In following up his "American Idol" showing with a State Fair performance, Desai is following in the footsteps of another North Carolina-born finalist. That would be Clay Aiken, who sang at the fair after finishing second to Ruben Studdard on the show's 2003 season.
"I remember Clay Aiken playing the fair, and that seemed like such a cool, accessible thing to do for friends and neighbors," Desai says. "So I wanted to do this to thank the people who voted for me and supported me along the way -- to say, 'Hey, I'm a native North Carolinian, I appreciate the support and I want to do this for y'all.'"
Desai's other order of business is to secure management and a record deal. His contract with "American Idol" expired at the end of August, so he's free to pursue deals outside the show's orbit. To that end, Desai was back in the Triangle this month to record some demos at Raleigh's Osceola Studios.
He declines to say which songs he recorded, beyond noting that they're in the same R&B/pop vein he worked on "American Idol." Desai covered songs by Boyz II Men, Bobby Brown, Usher and Michael Jackson over the course of the season, and he even found a way to turn Willie Nelson's country hit "You Were Always on My Mind" into an R&B quiet-storm ballad.
"I draw inspiration from a lot of people in the pop and R&B world," Desai says. "That's what I'm going for. In terms of the classics, that's Stevie Wonder, Donnie Hathaway, Otis Redding, Sam Cooke. In today's pop, it's Keri Hilson, Ne-Yo, Chrisette Michele -- a host of people who have made an impact on the industry the way I want to, singing the type of music I want to be singing."
Meantime, the State Fair beckons -- as does the food. And Desai isn't just a regular -- he's an authority. He wrote his undergraduate folklore thesis at UNC-CH about the mythology of Southern barbecue and regional identity, so don't be surprised if you bump into him on the midway, in line for something deep-fried.
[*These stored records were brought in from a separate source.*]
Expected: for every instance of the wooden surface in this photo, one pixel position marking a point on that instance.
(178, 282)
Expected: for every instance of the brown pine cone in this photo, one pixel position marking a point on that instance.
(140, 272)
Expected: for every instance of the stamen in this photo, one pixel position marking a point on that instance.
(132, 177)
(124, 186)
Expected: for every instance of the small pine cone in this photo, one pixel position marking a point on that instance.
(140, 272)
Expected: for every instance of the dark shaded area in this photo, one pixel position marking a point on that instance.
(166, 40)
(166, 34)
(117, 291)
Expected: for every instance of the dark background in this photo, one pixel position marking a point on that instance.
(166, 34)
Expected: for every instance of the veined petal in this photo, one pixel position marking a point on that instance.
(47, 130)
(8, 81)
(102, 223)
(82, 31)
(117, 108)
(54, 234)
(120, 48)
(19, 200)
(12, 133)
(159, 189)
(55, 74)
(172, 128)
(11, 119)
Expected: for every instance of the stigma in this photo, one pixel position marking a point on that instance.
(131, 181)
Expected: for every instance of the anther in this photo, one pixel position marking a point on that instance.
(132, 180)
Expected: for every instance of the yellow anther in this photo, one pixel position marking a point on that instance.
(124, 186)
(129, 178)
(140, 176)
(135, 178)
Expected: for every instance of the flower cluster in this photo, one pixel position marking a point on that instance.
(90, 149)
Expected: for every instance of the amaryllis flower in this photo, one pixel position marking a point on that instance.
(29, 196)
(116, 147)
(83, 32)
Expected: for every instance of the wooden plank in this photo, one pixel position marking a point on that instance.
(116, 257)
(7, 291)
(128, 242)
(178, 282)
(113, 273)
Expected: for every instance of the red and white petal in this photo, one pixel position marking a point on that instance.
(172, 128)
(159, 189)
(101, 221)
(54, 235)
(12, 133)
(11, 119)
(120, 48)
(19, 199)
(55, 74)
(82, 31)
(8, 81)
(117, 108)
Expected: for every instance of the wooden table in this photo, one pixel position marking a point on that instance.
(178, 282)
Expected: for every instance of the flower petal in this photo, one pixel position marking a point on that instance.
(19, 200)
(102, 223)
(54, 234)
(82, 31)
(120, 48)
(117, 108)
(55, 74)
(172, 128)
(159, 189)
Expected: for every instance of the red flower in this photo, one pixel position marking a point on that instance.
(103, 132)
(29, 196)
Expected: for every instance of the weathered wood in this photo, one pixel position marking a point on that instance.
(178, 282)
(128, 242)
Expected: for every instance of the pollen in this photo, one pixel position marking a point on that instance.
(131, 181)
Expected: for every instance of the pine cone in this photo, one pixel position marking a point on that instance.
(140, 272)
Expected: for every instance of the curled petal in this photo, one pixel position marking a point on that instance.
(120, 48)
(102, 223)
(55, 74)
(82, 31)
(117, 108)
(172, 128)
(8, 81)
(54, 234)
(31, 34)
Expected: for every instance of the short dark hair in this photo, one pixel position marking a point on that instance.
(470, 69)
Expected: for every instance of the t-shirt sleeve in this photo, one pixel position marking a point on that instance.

"I've gone to the fair almost every year," Desai says. "Since I was old enough to remember, I think I missed maybe three years. It's always a great time, and the cuisine is one of the main reasons to go. The fried Snickers bar is my favorite by far, although it does take a bit of work. Your body is not supposed to be ingesting that, by any means. But the end result is you're happy and tired."